October 13, 2015 - San Diego State UniversityOctober 13, 2015
Research Project: Computerized Training for Anxiety Disorders
Principal Investigator: Dr. Amir Nader
HHS Protocol Number: 5R01MH087623
HHS Protocol Number: R34MH073004
HHS Protocol Number: R34MH077129
IRB Protocol Number: 3715
Dear Dr. Welter:
Thank you for your October 24, 2014 report in response to our September 12, 2014 request that San Diego State University (SDSU) evaluate allegations of noncompliance with Department of Health and Human Services (HHS) regulations for the protection of human research subjects (45 CFR part 46). Based on review of your response, we make the following determinations:
A. Determinations regarding the above-referenced research
1) The complainant alleged that the research noted above uses an informed consent document from another study that does not adequately address the following element of informed consent required by HHS regulations for the protection of human research subjects at 45 CFR 46.116(a)(1): a complete description of the procedures to be followed, and identification of any procedures which are experimental.
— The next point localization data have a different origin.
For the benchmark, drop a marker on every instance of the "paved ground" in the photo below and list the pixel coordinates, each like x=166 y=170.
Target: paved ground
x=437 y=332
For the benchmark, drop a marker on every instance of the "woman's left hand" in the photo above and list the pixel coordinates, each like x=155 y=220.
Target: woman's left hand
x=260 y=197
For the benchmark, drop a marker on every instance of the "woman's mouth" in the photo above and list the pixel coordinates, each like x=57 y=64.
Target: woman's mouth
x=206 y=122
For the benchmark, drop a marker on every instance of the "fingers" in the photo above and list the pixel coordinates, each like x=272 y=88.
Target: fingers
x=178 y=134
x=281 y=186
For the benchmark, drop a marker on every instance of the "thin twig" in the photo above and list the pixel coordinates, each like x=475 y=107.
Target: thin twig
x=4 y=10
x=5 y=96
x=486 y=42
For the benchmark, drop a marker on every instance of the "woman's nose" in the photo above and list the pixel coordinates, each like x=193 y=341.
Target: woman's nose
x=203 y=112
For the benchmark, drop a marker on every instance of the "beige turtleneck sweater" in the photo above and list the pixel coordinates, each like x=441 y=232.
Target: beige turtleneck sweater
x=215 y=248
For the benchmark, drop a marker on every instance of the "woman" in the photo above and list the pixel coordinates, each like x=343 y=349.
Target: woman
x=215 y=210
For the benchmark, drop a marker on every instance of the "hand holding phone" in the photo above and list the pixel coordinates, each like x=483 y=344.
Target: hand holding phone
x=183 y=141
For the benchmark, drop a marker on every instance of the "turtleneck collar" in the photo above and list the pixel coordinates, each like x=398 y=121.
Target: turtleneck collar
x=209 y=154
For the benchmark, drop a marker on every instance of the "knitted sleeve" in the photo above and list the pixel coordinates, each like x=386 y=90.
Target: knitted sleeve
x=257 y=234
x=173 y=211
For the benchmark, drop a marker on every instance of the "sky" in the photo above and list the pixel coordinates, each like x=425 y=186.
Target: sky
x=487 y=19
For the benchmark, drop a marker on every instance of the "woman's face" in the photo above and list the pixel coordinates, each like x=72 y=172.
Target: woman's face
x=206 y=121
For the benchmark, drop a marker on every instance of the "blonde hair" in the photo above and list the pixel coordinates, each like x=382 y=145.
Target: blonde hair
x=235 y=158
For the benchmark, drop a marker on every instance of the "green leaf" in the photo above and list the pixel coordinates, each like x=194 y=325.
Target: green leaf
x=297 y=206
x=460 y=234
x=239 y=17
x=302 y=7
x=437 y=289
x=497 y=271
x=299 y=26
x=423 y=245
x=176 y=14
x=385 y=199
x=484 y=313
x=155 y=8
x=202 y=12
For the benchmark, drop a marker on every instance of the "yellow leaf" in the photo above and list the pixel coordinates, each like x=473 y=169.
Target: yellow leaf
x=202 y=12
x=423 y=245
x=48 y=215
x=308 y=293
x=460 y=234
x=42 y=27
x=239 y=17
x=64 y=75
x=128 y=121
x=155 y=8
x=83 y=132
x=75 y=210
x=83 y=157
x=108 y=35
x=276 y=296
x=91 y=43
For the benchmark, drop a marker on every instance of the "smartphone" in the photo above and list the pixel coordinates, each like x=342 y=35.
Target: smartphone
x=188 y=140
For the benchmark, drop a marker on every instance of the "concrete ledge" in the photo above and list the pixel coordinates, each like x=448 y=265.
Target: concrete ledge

OHRP notes there was a single institutional review board (IRB)-approved protocol, "Computerized Training for Anxiety Disorders" that used one main informed consent document. We have determined that the informed consent document for the study "Computerized Training for Anxiety Disorders" does not adequately provide a complete description of the research procedures, as required by HHS regulations at 45 CFR 46.116(a)(1). SDSU acknowledged this noncompliance in correspondence with our office.
a) The complainant alleged and we determine that the informed consent document does not include a complete description of all of the procedures that a prospective subject must undergo to determine eligibility, including completion of a demographic questionnaire, rating of the emotionality of words in a word list, and participation in a diagnostic interview.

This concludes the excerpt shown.